November 5, 2015

Should You Take Out a Parent PLUS Loan?

A Parent PLUS Loan is yet another way to fund a college education, but they aren’t right for everyone.

Low-interest federal PLUS loans help parents pay for their children’s college tuition. While taking out the loan will further your children’s education, it may cause trouble for you in the future. Before applying for a PLUS loan, consider:

High-Interest Rates & Fees

The PLUS loan charges a higher interest rate than federal loans available to your student borrower, currently set to 6.84%. This means that you will repay the government more than your child would if he or she took out a federal student loan.

PLUS loans also have a high origination fee, currently set to 4.272% of the loan amount.

Parents PLUS loans by the school’s cost of attendance, not tuition. The cost of attendance typically includes everything from books to living on campus.
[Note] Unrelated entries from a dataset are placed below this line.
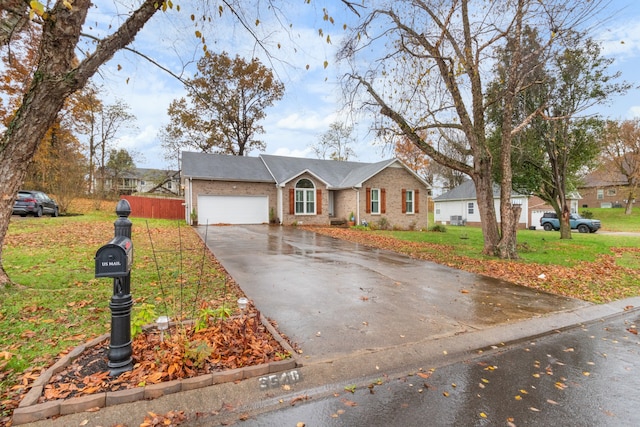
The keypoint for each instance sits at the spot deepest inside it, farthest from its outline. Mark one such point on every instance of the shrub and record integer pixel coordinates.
(383, 223)
(586, 214)
(438, 228)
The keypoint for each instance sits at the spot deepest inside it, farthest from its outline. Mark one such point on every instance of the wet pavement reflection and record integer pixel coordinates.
(333, 297)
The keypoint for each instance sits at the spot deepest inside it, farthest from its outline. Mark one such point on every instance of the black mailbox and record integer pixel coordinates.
(115, 258)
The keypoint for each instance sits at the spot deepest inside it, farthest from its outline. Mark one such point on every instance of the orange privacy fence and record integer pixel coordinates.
(155, 207)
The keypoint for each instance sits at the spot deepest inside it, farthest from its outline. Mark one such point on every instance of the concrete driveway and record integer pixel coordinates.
(333, 297)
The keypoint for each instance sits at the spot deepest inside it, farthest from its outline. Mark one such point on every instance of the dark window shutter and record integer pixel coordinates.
(292, 201)
(318, 202)
(367, 208)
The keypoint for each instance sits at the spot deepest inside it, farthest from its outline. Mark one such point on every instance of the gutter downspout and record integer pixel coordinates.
(357, 215)
(189, 202)
(279, 202)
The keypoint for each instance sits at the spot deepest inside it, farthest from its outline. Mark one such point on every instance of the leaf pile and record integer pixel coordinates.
(184, 353)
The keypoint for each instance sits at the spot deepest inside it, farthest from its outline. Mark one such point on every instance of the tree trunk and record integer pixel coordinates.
(565, 225)
(630, 198)
(55, 79)
(490, 230)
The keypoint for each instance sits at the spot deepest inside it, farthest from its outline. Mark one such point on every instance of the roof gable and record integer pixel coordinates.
(467, 191)
(222, 167)
(281, 169)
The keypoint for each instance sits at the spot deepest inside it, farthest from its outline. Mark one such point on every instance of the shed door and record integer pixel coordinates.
(233, 210)
(535, 217)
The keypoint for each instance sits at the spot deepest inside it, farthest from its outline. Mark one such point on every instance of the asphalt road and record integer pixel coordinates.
(584, 376)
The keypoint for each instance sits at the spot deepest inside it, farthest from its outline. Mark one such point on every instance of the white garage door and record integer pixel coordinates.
(233, 210)
(535, 218)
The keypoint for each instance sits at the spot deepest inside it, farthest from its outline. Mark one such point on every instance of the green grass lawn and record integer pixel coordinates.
(615, 219)
(541, 247)
(56, 302)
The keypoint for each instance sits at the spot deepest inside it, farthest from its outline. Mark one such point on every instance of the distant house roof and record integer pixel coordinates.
(467, 191)
(150, 174)
(604, 177)
(281, 169)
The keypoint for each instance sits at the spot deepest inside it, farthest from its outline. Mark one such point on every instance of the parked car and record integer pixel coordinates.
(549, 221)
(34, 203)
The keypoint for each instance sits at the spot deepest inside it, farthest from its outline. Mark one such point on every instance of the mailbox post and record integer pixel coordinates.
(114, 260)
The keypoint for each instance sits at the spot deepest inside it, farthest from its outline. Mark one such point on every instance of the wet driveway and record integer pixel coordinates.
(333, 297)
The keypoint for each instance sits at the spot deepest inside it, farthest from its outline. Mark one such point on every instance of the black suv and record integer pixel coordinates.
(549, 221)
(34, 203)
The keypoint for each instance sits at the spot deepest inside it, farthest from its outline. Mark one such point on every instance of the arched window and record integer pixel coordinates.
(305, 197)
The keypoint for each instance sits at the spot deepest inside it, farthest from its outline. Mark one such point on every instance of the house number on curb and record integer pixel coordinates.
(277, 380)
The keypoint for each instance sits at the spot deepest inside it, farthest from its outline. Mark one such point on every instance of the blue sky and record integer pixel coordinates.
(312, 96)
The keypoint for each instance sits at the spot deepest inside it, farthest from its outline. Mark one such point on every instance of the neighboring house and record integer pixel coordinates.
(150, 181)
(460, 206)
(604, 189)
(224, 189)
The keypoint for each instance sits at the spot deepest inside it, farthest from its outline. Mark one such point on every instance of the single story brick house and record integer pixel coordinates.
(460, 206)
(605, 188)
(223, 189)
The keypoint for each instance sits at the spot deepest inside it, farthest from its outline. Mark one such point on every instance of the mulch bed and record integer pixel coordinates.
(184, 353)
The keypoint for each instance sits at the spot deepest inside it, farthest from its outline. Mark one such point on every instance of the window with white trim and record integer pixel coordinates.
(408, 201)
(375, 200)
(305, 197)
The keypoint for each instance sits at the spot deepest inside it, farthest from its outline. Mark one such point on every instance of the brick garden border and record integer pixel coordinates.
(30, 411)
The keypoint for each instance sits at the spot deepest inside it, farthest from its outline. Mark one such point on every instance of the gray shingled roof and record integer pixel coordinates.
(224, 167)
(278, 169)
(467, 191)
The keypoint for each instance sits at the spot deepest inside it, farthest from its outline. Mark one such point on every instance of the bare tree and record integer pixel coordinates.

Borrowing More Than You Can Afford

PLUS loans have looser restrictions than student loans, which means many families get roped into taking on more debt than they could ever realistically repay.

Unlike other lenders, getting a PLUS loan only requires a basic credit check. A basic credit check doesn’t include income determination or employment status. It only considers your credit-worthiness. There’s no underwriting to determine if you have the ability to repay or income to sustain payments.

The Department of Education doesn’t keep track of how many parents go into default because of taking out too much money. It’s estimated that approximately 9.4% of PLUS borrowers who acquired their loans in 2011 will default within 20 years. The rate is higher than the projected rate of students who borrowed federal loans the same year.

Parents Who Fail to Repay Many Lose Retirement Funds

The government is serious about getting its money back. The parent loan is almost impossible to discharge in any bankruptcy chapter. If you default on the loan, the government has the option to garnish wages, seize tax refunds or take Social Security payments.

No Forbearance or Deferment

A deferment or forbearance allows student borrowers to delay making payments if they have financial trouble. Parents aren’t given those options unless specific circumstances exist. The government offers few income-based payment options. It doesn’t offer any loan forgiveness options either.

The Timing is Poor

The point of student loans is to help students pay for college. The payoff for students borrowing money now is a higher income to afford repayment later.

While student loans are not ideal, most students will see a benefit to those loans and be able to pay them off in a reasonable time. Parents are not likely to see their incomes increase steadily at the same rate as those of their kids. They should be focused on saving up for retirement and paying off any other debt rather than taking on new debt just when their income potential may start to decline.


A PLUS loan is just one option. Some parents may actually see better rates by looking at private lenders, especially if they have a good credit history.

If you can’t afford a loan, look for other alternatives. For example, make a tuition payment plan with the school. Many plans range from interest-free to a small fee.

Of course, the best option is for your student to go to a school which is affordable for your family. Investigate tools like Cost Cutter to help you compare college costs and financial aid packages in order to choose a school that your child can actually afford.

No parent should go into six-figure debt to a standard education. Higher education must always be an investment with a high return, not high debt.